A Data Platform is a metadata entity that represents a source system, technology, or tool that contains and manages data assets. Data Platforms are the foundational building blocks in DataHub's metadata model, serving as the namespace and classification system for all datasets, dashboards, charts, jobs, and other data assets.

Examples of data platforms include databases (MySQL, PostgreSQL, Oracle), data warehouses (Snowflake, BigQuery, Redshift), BI tools (Looker, Tableau, Power BI), data lakes (S3, HDFS), message brokers (Kafka), and many other systems where data resides or flows through.

Identity

A Data Platform is uniquely identified by a single component:

platformName: The standardized name of the technology (e.g., "mysql", "snowflake", "looker", "kafka")

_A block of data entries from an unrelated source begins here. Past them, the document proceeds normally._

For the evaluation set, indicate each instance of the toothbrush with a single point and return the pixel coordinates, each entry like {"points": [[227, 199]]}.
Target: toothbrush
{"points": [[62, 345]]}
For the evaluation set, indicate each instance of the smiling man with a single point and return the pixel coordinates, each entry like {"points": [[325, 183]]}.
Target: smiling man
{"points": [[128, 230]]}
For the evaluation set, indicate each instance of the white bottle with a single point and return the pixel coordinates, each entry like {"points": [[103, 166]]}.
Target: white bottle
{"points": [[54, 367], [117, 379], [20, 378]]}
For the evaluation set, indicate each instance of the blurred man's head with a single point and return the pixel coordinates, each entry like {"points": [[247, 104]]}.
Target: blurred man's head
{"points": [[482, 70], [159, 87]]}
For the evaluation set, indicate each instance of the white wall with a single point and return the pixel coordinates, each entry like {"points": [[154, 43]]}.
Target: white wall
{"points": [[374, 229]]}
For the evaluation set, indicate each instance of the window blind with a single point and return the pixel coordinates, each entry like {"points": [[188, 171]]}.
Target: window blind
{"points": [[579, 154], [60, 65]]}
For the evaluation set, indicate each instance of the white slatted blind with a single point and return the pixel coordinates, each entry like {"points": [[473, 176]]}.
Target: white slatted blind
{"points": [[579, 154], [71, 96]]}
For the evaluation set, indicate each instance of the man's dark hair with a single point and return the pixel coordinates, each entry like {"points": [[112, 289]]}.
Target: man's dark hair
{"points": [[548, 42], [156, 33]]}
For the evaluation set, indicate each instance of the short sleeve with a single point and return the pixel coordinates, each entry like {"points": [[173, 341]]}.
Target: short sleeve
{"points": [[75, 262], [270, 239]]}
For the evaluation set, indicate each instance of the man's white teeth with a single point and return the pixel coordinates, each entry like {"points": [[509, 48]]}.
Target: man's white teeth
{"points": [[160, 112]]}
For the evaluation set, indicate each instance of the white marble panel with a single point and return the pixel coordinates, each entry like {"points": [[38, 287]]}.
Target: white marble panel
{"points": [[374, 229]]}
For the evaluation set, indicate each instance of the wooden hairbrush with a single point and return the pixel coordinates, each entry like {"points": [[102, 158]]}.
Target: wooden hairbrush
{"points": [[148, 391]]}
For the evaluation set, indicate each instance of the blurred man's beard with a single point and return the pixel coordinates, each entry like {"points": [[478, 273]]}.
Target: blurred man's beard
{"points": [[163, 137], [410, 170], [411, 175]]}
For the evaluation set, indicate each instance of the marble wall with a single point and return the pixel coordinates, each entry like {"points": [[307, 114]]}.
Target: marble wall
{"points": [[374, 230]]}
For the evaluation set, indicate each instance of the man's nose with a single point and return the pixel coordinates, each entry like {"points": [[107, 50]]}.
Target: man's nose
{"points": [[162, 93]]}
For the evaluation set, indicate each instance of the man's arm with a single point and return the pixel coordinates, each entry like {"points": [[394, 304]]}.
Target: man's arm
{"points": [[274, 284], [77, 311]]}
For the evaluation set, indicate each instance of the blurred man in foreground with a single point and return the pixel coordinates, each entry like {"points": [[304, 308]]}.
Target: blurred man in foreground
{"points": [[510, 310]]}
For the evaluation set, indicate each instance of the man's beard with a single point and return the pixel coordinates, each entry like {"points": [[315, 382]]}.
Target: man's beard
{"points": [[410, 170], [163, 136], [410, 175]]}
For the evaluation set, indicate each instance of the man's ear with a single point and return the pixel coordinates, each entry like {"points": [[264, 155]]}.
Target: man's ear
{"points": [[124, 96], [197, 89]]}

The URN structure for a Data Platform is:

urn:li:dataPlatform:<platformName>

Examples

urn:li:dataPlatform:mysql
urn:li:dataPlatform:snowflake
urn:li:dataPlatform:bigquery
urn:li:dataPlatform:looker
urn:li:dataPlatform:kafka
urn:li:dataPlatform:s3
urn:li:dataPlatform:dbt

Platform Name Conventions

Platform names follow these conventions:

Lowercase: All platform names are lowercase (e.g., "bigquery" not "BigQuery")
No spaces: Use hyphens for multi-word names (e.g., "azure-ad" not "Azure AD")
Technology-specific: Name represents the specific technology, not a vendor or product line
Standardized: DataHub maintains a canonical list of platform names to ensure consistency

The complete list of officially supported data platforms is maintained in DataHub's data-platforms.yaml bootstrap configuration.

Custom Platforms

While DataHub ships with 100+ pre-defined platforms, you can create custom platform entities for:

In-house or proprietary data systems
New technologies not yet in the official list
Logical groupings of related systems
Platform variations with specific configurations

When creating custom platforms, follow the naming conventions above and ensure uniqueness across your DataHub instance.

Important Capabilities

Platform Information

The dataPlatformInfo aspect contains the core metadata about a data platform:

name: The canonical name of the platform (max 15 characters, searchable)
displayName: A user-friendly display name for the platform (e.g., "Google BigQuery" for platform "bigquery")
type: The category of platform from the PlatformType enumeration
datasetNameDelimiter: The character used to separate components in dataset names (e.g., "." for Oracle, "/" for HDFS)
logoUrl: Optional URL to a logo image representing the platform

Platform Types

Data platforms are classified into these categories:

RELATIONAL_DB: Traditional relational databases (MySQL, PostgreSQL, Oracle, SQL Server)
OLAP_DATASTORE: Online analytical processing systems (Pinot, Druid, ClickHouse)
KEY_VALUE_STORE: Key-value and NoSQL databases (Redis, DynamoDB, Cassandra)
SEARCH_ENGINE: Search and indexing platforms (Elasticsearch, Solr)
MESSAGE_BROKER: Event streaming and messaging systems (Kafka, Pulsar, RabbitMQ)
FILE_SYSTEM: Distributed file systems (HDFS, NFS, local file systems)
OBJECT_STORE: Cloud object storage (S3, GCS, Azure Blob Storage)
QUERY_ENGINE: SQL query engines (Presto, Trino, Athena, Hive)
OTHERS: Other platform types including BI tools, orchestrators, data catalogs, and specialized systems

The platform type helps DataHub understand how to interact with the platform and what kinds of metadata are expected.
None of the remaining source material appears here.